Mary Kay Magistad was, for the past decade, China correspondent for the PRI/BBC radio program The World. She traveled widely throughout China and the region, reporting on the implications of China’s transformation on ordinary Chinese and on the world. Her 2007 series “Young China” won an Overseas Press Club award; her 2009 series on China’s quest for greater innovation, “Created in China,” won a Sigma Delta Chi Society of Professional Journalists award.

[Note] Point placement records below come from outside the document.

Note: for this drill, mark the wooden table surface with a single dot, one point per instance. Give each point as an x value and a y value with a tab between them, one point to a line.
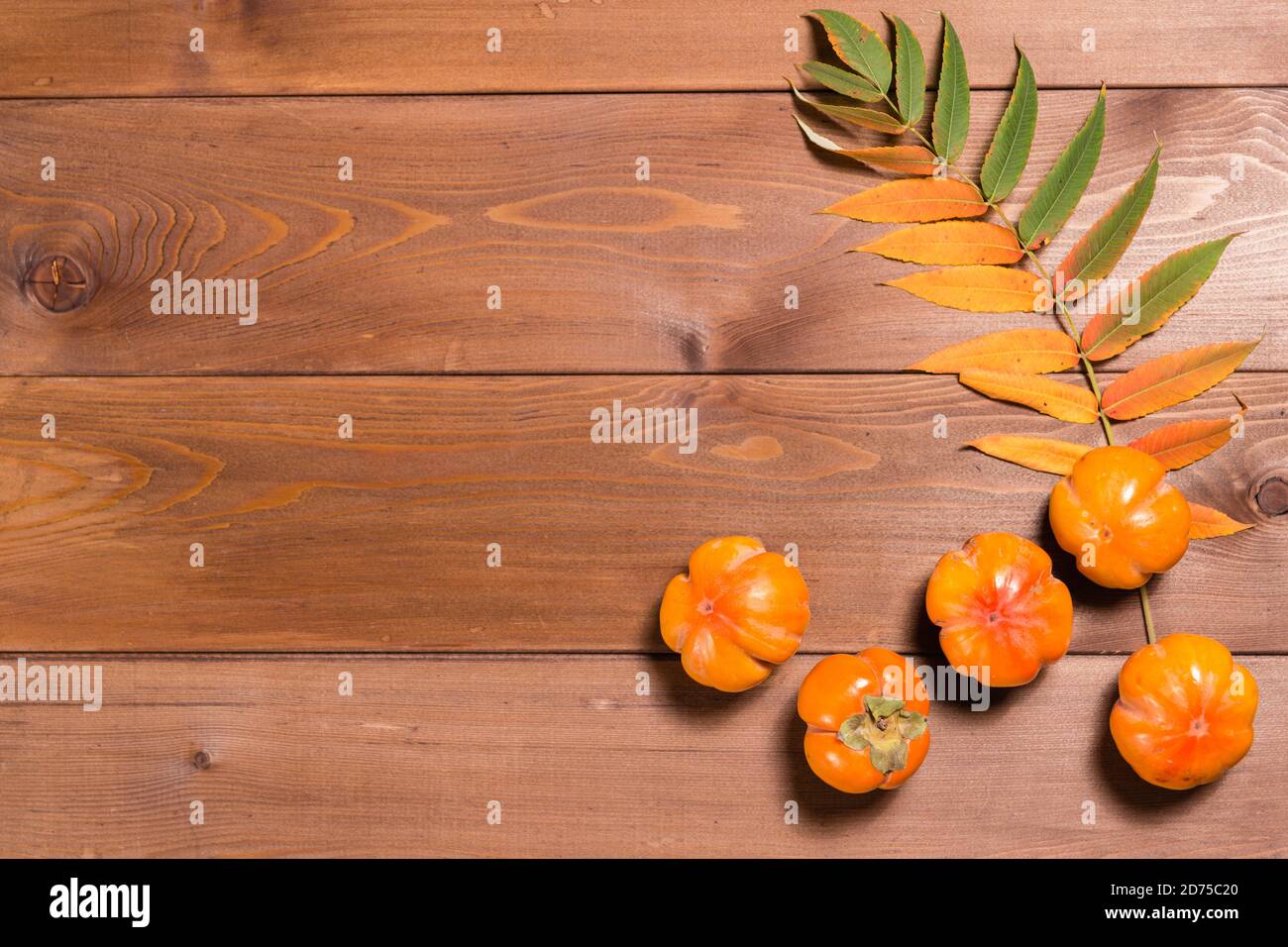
542	684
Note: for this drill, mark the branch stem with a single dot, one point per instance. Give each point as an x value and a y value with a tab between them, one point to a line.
1067	325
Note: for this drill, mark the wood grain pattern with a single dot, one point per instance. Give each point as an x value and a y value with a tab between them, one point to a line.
290	47
313	543
583	766
687	272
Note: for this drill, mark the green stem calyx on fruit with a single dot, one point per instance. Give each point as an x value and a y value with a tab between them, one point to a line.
884	729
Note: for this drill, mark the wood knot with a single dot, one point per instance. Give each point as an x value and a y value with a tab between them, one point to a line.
1273	495
58	283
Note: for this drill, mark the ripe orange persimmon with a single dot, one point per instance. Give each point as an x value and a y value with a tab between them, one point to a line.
866	718
738	611
1000	608
1184	711
1120	518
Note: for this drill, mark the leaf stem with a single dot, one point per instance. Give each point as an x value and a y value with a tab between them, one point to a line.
1149	617
1070	330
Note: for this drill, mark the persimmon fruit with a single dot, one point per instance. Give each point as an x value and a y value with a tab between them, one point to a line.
738	611
1003	616
1184	711
866	720
1117	514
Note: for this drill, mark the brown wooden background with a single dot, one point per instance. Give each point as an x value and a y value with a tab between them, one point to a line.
472	427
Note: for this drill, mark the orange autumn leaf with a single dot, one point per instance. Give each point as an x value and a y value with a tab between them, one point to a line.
949	244
915	200
1172	379
1209	523
977	289
1031	351
1055	398
906	158
1181	444
1034	453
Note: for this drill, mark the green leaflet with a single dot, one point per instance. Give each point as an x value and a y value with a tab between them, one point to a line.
867	118
952	106
910	71
1060	191
842	81
1099	249
858	47
1009	154
1162	291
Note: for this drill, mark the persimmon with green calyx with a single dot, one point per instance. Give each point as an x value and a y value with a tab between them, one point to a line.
1003	616
1120	517
866	720
1184	711
737	612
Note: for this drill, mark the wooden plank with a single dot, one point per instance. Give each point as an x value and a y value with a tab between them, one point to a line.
597	272
584	766
117	48
313	543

Magistad also opened NPR’s Beijing bureau in 1996, and served as its China correspondent from 1995 to 1999, initially from a Hong Kong base. Previously, she was NPR’s Southeast Asia correspondent (1993-95), after several years (1988-92) as a regular contributor from Southeast Asia for The Washington Post, The Boston Globe, The Chicago Tribune, NPR, CBC, and other media. While based in Southeast Asia, she especially focused on Cambodia’s civil war and the plight of Cambodian refugees, the Burmese junta’s crackdown on pro-democracy forces and ethnic minorities, and Vietnam’s quest to emerge from its post-war isolation. She also covered the aftermath of genocide in Rwanda in 1994, and has reported more recently in Zambia, Rwanda, and Congo, on the impact of China’s rise.
Magistad has an M.A. in International Relations from the University of Sussex (UK), and a Bachelor’s in Journalism and History from Northwestern University in Evanston, IL. She has been a Nieman Fellow and a Radcliffe Fellow at Harvard University.